Alguns meses atrás alguém comentou comigo que existia um restaurante maravilhoso
perto de meu trabalho, mas que eu não poderia ir lá porque havia uma grande
escadaria na entrada. Naquele domingo o Nei foi me conduzindo pela trilha
íngreme, com escadas de raízes, pedras com um bocado de limo e terra seca - as
vezes pelo braço, as vezes num trenzinho composto de apenas 2 vagões. A
composição pensou em rumar para trás quando eu percebi que a subida era maior do
que eu pensava, mas o maquinista pulsante do peito mandou prosseguir. Em fim
começamos a descer, e eu com um puta medo de que logo escorregasse em pé mesmo.

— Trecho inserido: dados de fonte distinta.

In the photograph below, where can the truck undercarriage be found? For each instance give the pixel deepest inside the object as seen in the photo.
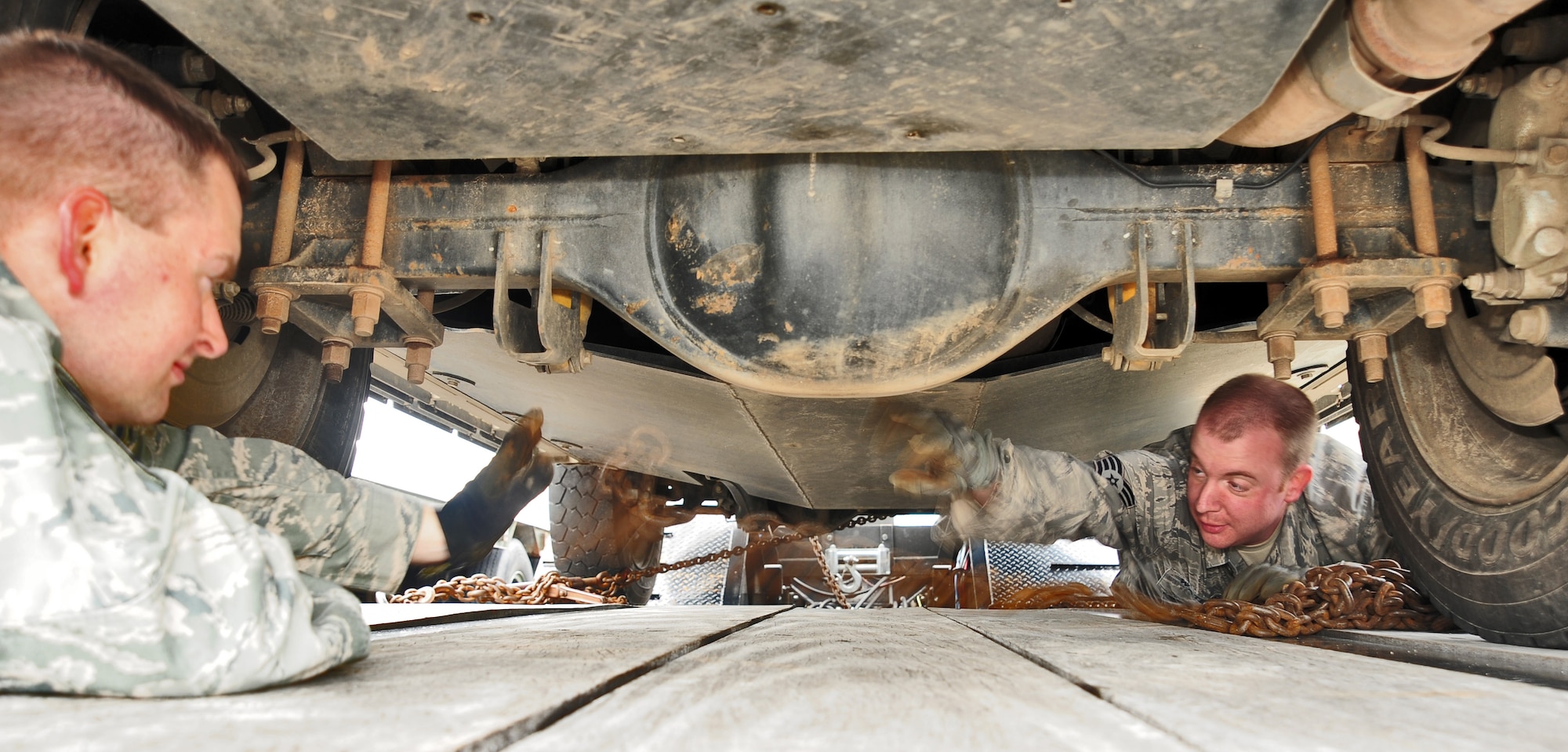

Na hora e lugar certos o Nei falou para eu sentar, com as mãos para trás (seria
o assalto das águas). Me rendi, dei um impulso e logo meu traseiro roçava a
pedra cada vez mais molhada. Peguei velocidade e logo empaquei em um lugar um
pouco mais reto, ralando muito de leve parte do calcanhar e do cotovelo. E se eu
empacasse no meio da pedra, que direção seguir? Seria algo improvável, pois o
curso natural das coisas é te levar por onde há mais água. Novo impulso e,
quando fui me dar conta, já estava no poço de água gelada, embora parecesse
quente pela adrenalina. Foi tudo muito rápido, mas deu tempo para a foto e
alguns olhares curiosos, espantados, admiradores ou até compreensivos de outros
turistas como nós. Se eu não podia imaginar a cara dos outros, não fazia a
mínima idéia da minha. Não lembro se soltei um "tesão pra caralho", ou outra
frase igualmente elaborada e espontânea, quando um deles me guiou até a parte
onde havia pedras. Quando me dei conta eu já estava respondendo um "vambora" à
pergunta do Nei: topa ir de novo? Subimos a trilha, dessa vez sem escorregar.
Sentei na pedra, deixei os braços no colo, porque percebi que seriam tão úteis
quanto meus olhos arregalados. Num deslise praticamente uniforme as águas me
levaram novamente de encontro ao poço. Senti o vento, o frio na barriga e,
embora a velocidade que peguei fosse maior, a queda foi "leve, livre e solta".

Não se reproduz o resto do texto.